The print and radio ads mark the first time that e-cigarettes have been mentioned in an anti-smoking ad, much to the ire of the vaping industry.
As part of the “Tips from Former Smokers” campaign, which started in 2012, one of the spots features a woman named Kristy alongside a caption that says, “I started using e-cigarettes but kept smoking. Right up until my lung collapsed.”
Remaining ads for the campaign, which will run for 20 weeks and cost $50 million, will focus on traditional cigarettes instead.
However, Tim McAfee, senior medical officer at the CDC’s Office on Smoking and Health, draws a distinction between using e-cigs alone (also known as vaping) or in conjunction with smoking. “Our core message is cutting down [on smoking] is not sufficient,” he said, as opposed to quitting entirely.

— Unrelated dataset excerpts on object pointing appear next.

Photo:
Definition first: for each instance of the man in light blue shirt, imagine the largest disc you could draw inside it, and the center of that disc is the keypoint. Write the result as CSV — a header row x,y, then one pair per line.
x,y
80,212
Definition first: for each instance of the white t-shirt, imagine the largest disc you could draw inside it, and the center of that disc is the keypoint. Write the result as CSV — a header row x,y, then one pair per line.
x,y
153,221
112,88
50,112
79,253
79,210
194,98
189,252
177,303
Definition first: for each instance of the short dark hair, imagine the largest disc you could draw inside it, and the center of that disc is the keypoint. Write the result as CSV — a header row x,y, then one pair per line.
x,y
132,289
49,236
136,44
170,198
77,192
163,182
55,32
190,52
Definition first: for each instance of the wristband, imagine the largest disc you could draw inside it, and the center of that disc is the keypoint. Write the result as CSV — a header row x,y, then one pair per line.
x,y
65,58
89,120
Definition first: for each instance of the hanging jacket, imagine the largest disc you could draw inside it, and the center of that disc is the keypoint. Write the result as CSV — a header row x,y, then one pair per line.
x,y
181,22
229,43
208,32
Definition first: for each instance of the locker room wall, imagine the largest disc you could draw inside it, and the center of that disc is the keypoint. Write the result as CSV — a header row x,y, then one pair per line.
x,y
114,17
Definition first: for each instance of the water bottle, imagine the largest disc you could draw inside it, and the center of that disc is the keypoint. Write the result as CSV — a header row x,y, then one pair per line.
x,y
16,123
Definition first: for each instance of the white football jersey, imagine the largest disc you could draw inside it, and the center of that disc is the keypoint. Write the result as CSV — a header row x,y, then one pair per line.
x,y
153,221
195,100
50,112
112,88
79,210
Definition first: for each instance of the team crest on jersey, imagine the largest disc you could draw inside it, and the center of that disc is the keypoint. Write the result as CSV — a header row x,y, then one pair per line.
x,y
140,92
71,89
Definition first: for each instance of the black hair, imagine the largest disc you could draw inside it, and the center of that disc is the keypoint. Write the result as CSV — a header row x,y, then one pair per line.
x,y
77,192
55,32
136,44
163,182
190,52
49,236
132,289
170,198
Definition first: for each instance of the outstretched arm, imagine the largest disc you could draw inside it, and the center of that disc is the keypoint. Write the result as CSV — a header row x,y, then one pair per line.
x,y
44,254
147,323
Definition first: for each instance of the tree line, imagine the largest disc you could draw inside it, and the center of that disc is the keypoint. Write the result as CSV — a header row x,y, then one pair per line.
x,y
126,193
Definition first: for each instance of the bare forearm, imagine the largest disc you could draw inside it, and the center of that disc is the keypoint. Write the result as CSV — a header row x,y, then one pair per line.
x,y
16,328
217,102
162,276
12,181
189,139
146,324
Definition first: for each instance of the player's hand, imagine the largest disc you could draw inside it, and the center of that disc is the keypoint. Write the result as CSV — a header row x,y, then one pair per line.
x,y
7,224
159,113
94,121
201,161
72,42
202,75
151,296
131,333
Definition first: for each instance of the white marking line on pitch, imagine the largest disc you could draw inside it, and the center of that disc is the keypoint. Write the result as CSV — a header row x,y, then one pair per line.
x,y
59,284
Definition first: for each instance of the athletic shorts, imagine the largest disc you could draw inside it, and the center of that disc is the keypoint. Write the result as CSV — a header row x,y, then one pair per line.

In 2014, Nicotine & Tobacco Research, a peer-reviewed publication, published a study that estimated that three out of four people who use e-cigarettes haven’t quit smoking. Health officials also say that e-cigarette marketing could entice children and teens to vape.
Yet proponents of electronic cigarettes and vaporizers, which are smokeless devices, often say that this isn’t true. E-cigarettes are commonly used to help smokers quit.
A focus on e-cigarettes could also harm small businesses. According to the Smoke-Free Alternative Trade Association, there are around 16,000 vape shops in the United States, many of which are small businesses that specialize in selling unique vaporizers and custom blends of e-liquid.
This isn’t the first time a government agency has targeted e-cigarettes. Last week, the state government in California launched a $7 million media campaign against vaping.
The TV, online and outdoor ads refer to e-cigarettes as “brought to you by the people who brought you lung cancer.” Two months prior to the ads, California health officials named e-cigarettes as a health risk.